Dark Matter on a Slide

TL;DR

This paper proposes a GeV-scale thermal dark matter model involving dark pions and mesons, with unique collider signatures from long-lived dark particles decaying visibly, testable mainly at the LHC.

Contribution

It introduces a minimal dark sector model with dark pions and mesons, stabilized by a U(1) symmetry, and explores collider signals from dark showers with long-lived particles.

Findings

Correct relic density achieved with specific dark meson mass splittings.

Dark matter detection via direct and indirect searches is ineffective due to symmetry.

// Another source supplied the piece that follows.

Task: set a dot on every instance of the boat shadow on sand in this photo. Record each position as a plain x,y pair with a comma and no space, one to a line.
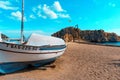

LHC signatures include dark showers with long-lived dark η decays to visible states.

Abstract

We present a scenario for GeV-scale thermal dark matter that can only be tested with accelerator experiments. Dark matter is composed of dark pions arising from a confining strong interaction in the dark sector. The thermal relic density is obtained through the interplay of up-scatterings of dark pions to heavier dark mesons (the dark counterparts of the kaons and $\eta$), and decays of the unstable dark $\eta$ to Standard Model particles. This mechanism is analogous to a playground slide, where one climbs up first and then slides down with a release of energy. We illustrate the scenario with a minimal model based on the SU(3)/SO(3) coset, where dark matter is stabilized by a U(1) flavor symmetry. The correct relic density is obtained with dark meson mass splittings of 10% to 50% and a dark-$\eta$ lifetime shorter than $10^3\,\mathrm{m}/c$. Direct and indirect dark matter searches are mostly ineffective, as a consequence of the charge conjugation symmetry of the stabilizing U(1). The most striking signals arise at the LHC, from the production of dark showers containing long-lived dark $\eta$'s that decay to visible final states. These signatures crucially depend on the portal interaction connecting the dark sector to the Standard Model. We show that several well-known portals can complete the scenario above the weak scale, and outline the expected signals in each case.